[Note 45: LEIBNIZ, _Monadol., _p. 705a, 7.]

[Note 46: LEIBNIZ, Monadol., p. 796a, 17.]

[Note 47:Ibid., p. 705b, 8 et 10-11.]

La philosophie de Leibniz est donc un retour «aux formes substantielles, si décriées[48]». Pour lui, comme pour Aristote, la substance enveloppe deux co-principes essentiels dont l'un est actif et l'autre passif; l'être est une dualité qui se ramène à l'unité d'un même sujet: c'est une trinité. Mais cette vieille conception revêt, sous l'effort de Leibniz, un aspect absolument nouveau. D'abord, il transporte du tout aux parties la définition de la substance donnée par Aristote. De plus, l'extension des corps cesse, à ses yeux, d'être une propriété absolue; elle n'existe que pour la pensée: c'est quelque chose de purement phénoménal. Il modifie également d'une manière profonde et l'idée traditionnelle de la forme et celle de la matière. Inspiré par Spinoza et continuant «le philosophe stagirite», il précise l'activité de la forme et en fait une force qui a pour qualités déterminantes la perception et l'appétition. D'autre part, la matière, en tant qu'elle se distingue de l'extension proprement dite, devient pour lui une limite interne de l'activité, et par là même un principe de résistance à la conquête des «idées distinctes». Tout se transforme et s'approfondit, tout s'unifie sous l'influence de sa pensée.

[Note 48: LEIBNIZ, Syst. nouv…, p. 124b, 3.]

B) Pluralité des substances.—La multiplicité des choses n'est pas seulement phénoménale: il y a plusieurs substances, puisque la matière se divise en éléments substantiels.

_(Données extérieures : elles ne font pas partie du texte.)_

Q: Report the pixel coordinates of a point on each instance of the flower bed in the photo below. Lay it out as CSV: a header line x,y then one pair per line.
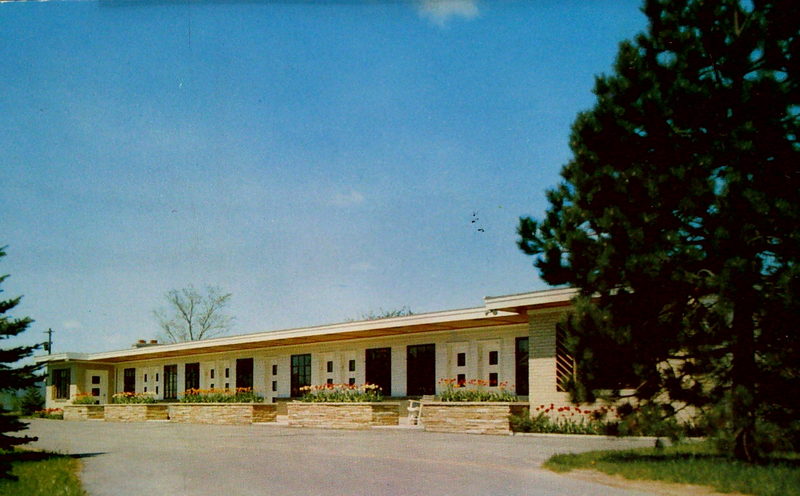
x,y
135,412
342,393
344,415
238,395
83,412
222,413
480,417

Le même fait ressort également des données de la psychologie. «Je suis d'opinion, dit Leibniz, que la réflexion suffit pour trouver l'idée de substance en nous-mêmes, qui sommes des substances[49].» La chose ne semble pas claire à tout le monde, il est vrai; et Locke ne pense pas que l'expérience interne ait une telle valeur; mais c'est uniquement parce qu'on ne prend pas la question du bon côté. On monte d'abord dans sa tête, on y considère les objets à l'état de désagrégation où le travail de l'entendement les a mis. On voit alors d'une part des prédicats qui sont abstraits, de l'autre un sujet qui l'est également[50]; et l'on conclut qu'il n'y a là qu'un amas d'êtres logiques, une collection de phénomènes où la substance n'apparaît nullement. Procéder ainsi, c'est aller au rebours de la réalité, c'est «renverser l'ordre des choses». «La connaissance des concrets est toujours antérieure à celle des abstraits[51].» Nous percevons le chaud avant la chaleur, le luisant avant la lumière, et des savants avant le savoir[52]. Ce qui nous est donné tout d'abord, ce sont les choses elles-mêmes dans leur unité physique: les abstractions n'existent que pour et par notre esprit qui a sa manière à lui de diviser l'indivisible. Et quand on envisage la question de ce biais, les difficultés disparaissent du même coup. Chacun sent alors qu'il y a sous les modes de sa conscience un sujet simple et fixe qui les groupe dans son unité vivante[53]; et la substance, c'est cela.